Serious Electrotherapy used to treat depression is becoming more common in Finland. The number of treatments has multiplied in ten years.

Growth is particularly evident in the Helsinki metropolitan area. The units in the Helsinki and Uusimaa Hospital District (Hus) receive approximately 15,000 treatments per year.

“Now the mind is brighter. I put a big part of it in the electrotherapy spike. ”

Vantaa resident Ilkka Koski, 41, resorted to electrotherapy last year. Behind it were four suicide attempts, periods of treatment in a psychiatric ward, and years of severe depression for which the drugs had not responded. Koski feels that electrotherapy was a significant help to him.

“In the past, I thought almost daily that it would be better to die. The feeling was extremely anxious and hopeless, and there was no prospect of the future.
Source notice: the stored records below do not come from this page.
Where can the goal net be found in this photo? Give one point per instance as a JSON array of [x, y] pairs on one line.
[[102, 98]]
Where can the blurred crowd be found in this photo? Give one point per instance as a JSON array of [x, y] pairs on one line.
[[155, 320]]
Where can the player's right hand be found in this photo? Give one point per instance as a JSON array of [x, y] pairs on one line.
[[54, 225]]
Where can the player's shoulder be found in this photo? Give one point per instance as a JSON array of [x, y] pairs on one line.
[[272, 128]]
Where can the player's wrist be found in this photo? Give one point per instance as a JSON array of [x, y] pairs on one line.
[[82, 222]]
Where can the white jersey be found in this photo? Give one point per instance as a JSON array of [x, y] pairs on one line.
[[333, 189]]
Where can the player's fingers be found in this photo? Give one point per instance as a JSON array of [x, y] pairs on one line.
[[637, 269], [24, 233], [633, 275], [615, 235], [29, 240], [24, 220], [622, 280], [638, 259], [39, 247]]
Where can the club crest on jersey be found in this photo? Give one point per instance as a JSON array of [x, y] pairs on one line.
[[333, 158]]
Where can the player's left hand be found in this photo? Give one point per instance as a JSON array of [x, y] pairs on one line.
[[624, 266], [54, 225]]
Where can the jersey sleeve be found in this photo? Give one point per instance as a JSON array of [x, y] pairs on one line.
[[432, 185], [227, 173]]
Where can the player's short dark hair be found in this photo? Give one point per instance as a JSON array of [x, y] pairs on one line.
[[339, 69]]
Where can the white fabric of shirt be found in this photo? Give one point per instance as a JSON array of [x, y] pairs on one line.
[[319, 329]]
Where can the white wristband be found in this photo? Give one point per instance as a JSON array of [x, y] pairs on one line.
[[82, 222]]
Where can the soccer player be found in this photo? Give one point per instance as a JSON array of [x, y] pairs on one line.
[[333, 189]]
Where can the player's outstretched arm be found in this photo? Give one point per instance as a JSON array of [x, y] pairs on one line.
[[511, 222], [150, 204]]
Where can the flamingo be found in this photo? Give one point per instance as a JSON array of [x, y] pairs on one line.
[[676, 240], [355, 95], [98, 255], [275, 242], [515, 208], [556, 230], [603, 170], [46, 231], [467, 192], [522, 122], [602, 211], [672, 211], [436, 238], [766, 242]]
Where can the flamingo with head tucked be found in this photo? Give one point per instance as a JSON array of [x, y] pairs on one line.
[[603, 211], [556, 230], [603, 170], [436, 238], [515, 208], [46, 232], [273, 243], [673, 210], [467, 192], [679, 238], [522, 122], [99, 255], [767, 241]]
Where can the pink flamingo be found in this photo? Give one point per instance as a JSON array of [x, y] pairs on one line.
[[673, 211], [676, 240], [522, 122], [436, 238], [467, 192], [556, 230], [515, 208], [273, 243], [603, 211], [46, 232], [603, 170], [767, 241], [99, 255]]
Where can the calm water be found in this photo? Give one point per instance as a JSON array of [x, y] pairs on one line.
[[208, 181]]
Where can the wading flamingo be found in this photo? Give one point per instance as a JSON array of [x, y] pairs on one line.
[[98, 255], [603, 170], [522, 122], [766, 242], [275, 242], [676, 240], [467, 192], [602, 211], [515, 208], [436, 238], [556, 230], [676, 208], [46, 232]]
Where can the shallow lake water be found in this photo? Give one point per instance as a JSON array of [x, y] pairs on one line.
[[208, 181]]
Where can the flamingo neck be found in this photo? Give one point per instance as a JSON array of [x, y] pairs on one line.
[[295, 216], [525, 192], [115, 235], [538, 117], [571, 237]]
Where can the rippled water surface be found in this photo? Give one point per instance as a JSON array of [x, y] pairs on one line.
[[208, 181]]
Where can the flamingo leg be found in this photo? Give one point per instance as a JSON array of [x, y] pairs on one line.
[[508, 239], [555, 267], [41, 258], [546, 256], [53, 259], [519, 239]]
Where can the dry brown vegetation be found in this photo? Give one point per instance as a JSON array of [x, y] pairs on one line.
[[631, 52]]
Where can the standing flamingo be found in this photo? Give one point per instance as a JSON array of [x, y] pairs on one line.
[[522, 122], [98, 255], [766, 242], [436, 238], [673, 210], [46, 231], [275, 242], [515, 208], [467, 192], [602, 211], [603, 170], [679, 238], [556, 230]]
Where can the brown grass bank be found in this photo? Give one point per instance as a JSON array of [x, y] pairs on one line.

Now the mind is brighter. I put a big part of it in the electrotherapy spike. ”

I had also tried the antidepressant, but Koski did not feel that it was helpful.

In electrotherapy that is, in ect therapy, an electrical voltage is applied to the patient’s brain using electrodes attached to the temples. Tension causes epileptic seizures in the brain, which has a beneficial effect on brain metabolism.

Electrotherapy is given under light anesthesia. The procedure is short and the patient regains consciousness within minutes.

“It didn’t come at once that everything would be wonderful, but little by little.”

During the spring and summer of last year, the rapids were treated ten times as a series of treatments at Peijas Hospital. The highest frequency of treatment was three per week.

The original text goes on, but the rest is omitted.